Pour rappel, Mohamed Laksaci était gouverneur de la Banque d’Algérie (BA) de 2001 jusqu’à son limogeage décidé lors d’un conseil des ministres présidé par le chef de l’Etat, le 31 mai 2016. Son renvoi avait été précédé par une violente charge de Amar Saidani, alors secrétaire général du FLN. D’autres sources liaient son départ aux pressions des lobbies des importateurs mécontents de la dévaluation du dinar suite à la baisse des prix du baril. Quelques morceaux choisis de son allocution édifient sur les états d’âme de nombre de nos hauts responsables incapables d’agir en conviction quand ils sont en activité.

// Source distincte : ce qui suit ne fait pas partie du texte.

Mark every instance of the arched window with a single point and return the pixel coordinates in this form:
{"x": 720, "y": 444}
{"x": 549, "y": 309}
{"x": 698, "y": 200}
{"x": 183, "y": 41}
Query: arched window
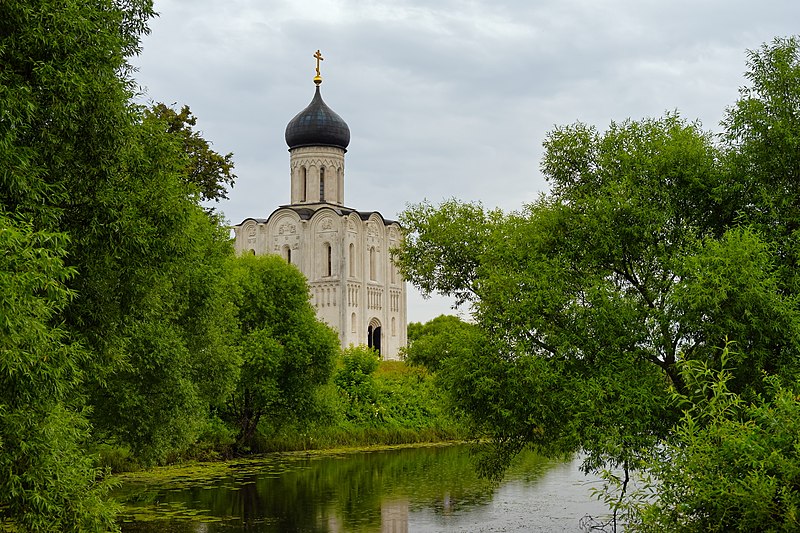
{"x": 340, "y": 184}
{"x": 303, "y": 184}
{"x": 329, "y": 259}
{"x": 322, "y": 184}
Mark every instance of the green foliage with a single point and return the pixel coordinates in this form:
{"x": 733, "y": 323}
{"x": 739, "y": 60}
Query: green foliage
{"x": 48, "y": 482}
{"x": 656, "y": 243}
{"x": 356, "y": 383}
{"x": 210, "y": 172}
{"x": 442, "y": 337}
{"x": 286, "y": 352}
{"x": 731, "y": 465}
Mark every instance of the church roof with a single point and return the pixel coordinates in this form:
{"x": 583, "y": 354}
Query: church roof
{"x": 317, "y": 125}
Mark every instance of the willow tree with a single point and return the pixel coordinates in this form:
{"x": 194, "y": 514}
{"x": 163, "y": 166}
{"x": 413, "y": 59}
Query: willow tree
{"x": 657, "y": 243}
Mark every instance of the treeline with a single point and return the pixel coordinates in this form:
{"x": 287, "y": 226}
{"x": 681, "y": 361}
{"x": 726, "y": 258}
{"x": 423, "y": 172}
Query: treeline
{"x": 645, "y": 310}
{"x": 128, "y": 331}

« Compte tenu de la part relativement importante des importations de biens et services relevant de la sphère budgétaire, l’ajustement budgétaire est également requis pour contribuer à réduire le déficit du compte courant extérieur ».  Beaucoup d’experts se sont alarmés bien avant 2015 d’une relation anormale entre le taux d’investissement public (60% du montant global de l’investissement total) et la croissance économique.

Ou encore

 « Afin de soutenir la position financière extérieure suite à l’érosion du niveau des réserves de change, le « gap » en ressources devrait être comblé en partie par le recours prudent à l’épargne du reste du monde [apprécions l’euphémisme pour désigner l’argent venant de l’extérieur] à travers, notamment, des investissements directs étrangers dans le cadre de partenariats. Pour ce faire, les flux d’investissements directs étrangers devraient être stimulés au moyen de réformes structurelles, … ». Signalons qu’aucune réforme structurelle n’a été engagée sous son autorité

Une dernière

« En injectant des liquidités dans le système bancaire après plus de quinze années au cours desquelles elle n’avait pas eu à jouer son rôle de préteur en dernier ressort, la Banque d’Algérie devra également continuer à veiller à la concrétisation de l’objectif d’inflation en situation de risques à la hausse en la matière. »

En quinze ans de règne, Laksaci n’a pas pu instaurer un système bancaire par la mise en place d’une politique monétaire. Il a, en outre, eu des attitudes plutôt timorées sur les scandales de trafic et transferts illicites de devises…

Rares étaient les observateurs et acteurs qui se sont émus de ces complaisances. On peut citer le RCD qui a proposé dans son programme électoral, lors des dernières législatives, une autonomie de gestion à la Banque d’Algérie afin de réguler les flux monétaires en faveur de la croissance-développement et bannir les pratiques des passe-droits. Ses dirigeants seront nommés pour un mandat irrévocable de 6 ans.

Ce coming out n’est pas une exception. Une fois libéré de ses charges officielles, Abdelatif Benachenhou, ancien ministre des finances, avouait de son côté: « les efforts de financement public stimulent plutôt la croissance économique… des partenaires de l’Algérie ». Sans commentaires.